Converting WordPress Export File to Hugo

I have written on the Hugo static site generator here. Now I have written a migration program in the Go programming language to convert from WordPress export format to Hugo format. This program wp2hugo.go is in GitHub. It can be freely downloaded and does not need any further dependencies, except, of course, Go. The Go software is in Arch Linux or Ubuntu.

To convert a blog from WordPress you have to create an export file.

If the blog is not too voluminous one downloads a single XML-file which contains all posts and pages. If the blog in question is larger then you will receive an e-mail from WordPress.com that you can download a ZIP which contains two or more XML files in them. If you have such a ZIP-file, then unpack it, for example by using p7zip. Then run

go run wp2hugo.go XML1 XML2 ...

This will produce empty directories archetypes, data, layouts, static,
and themes. It will create a directory content which has sub-directories page, and post, possibly private. This setup is similar to hugo new. It will furthermore produce two files config.toml and attachm.txt. Converting this blog will result in the following config.toml for example:


title = "Elmar Klausmeier's Weblog"
languageCode = "en"
baseURL = "https://eklausmeier.wordpress.com"
paginate = 20

[taxonomies]
   tag = "tags"
   category = "categories"
   archive = "archives"

[params]
   description = "Computers and Programming"

File attachm.txt contains a list of all attachments, i.e., in most cases these are images. In my case this file looks like this:

https://eklausmeier.files.wordpress.com/2016/12/cablesurf-speed1.png    cablesurf-speed1.png
https://eklausmeier.files.wordpress.com/2013/06/load99.png      load99.png
https://eklausmeier.files.wordpress.com/2014/09/c10ktitles.jpg  c10ktitles.jpg
...

It lists all files which are actually referenced in your blog. You can download them like this:

cd static
mkdir img
cd img
perl -ane '`curl $F[0] -o $F[1]\n`' ../../attachm.txt

You don’t have to download the files, if you already have your images on your local machine. wp2hugo.go changes all your blog posts and pages so that they reference their images (attachments) in /img/, i.e., static/img/.
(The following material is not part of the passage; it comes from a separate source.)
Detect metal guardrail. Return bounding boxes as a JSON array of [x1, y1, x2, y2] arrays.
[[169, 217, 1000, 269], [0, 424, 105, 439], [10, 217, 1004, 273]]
I have two blogs on WordPress.com:

  1. Elmar Klausmeier’s Weblog, more than 220 posts, 4 pages
  2. Collected Links, almost 3,000 posts, 2 pages

Converting the first one using wp2hugo.go takes less than 2 seconds for 220 posts, the second, larger blog, takes less than 6 seconds for the 3,000 posts. These timings are on a desktop PC with an AMD octacore FX 8120 clocked at 3.1 GHz.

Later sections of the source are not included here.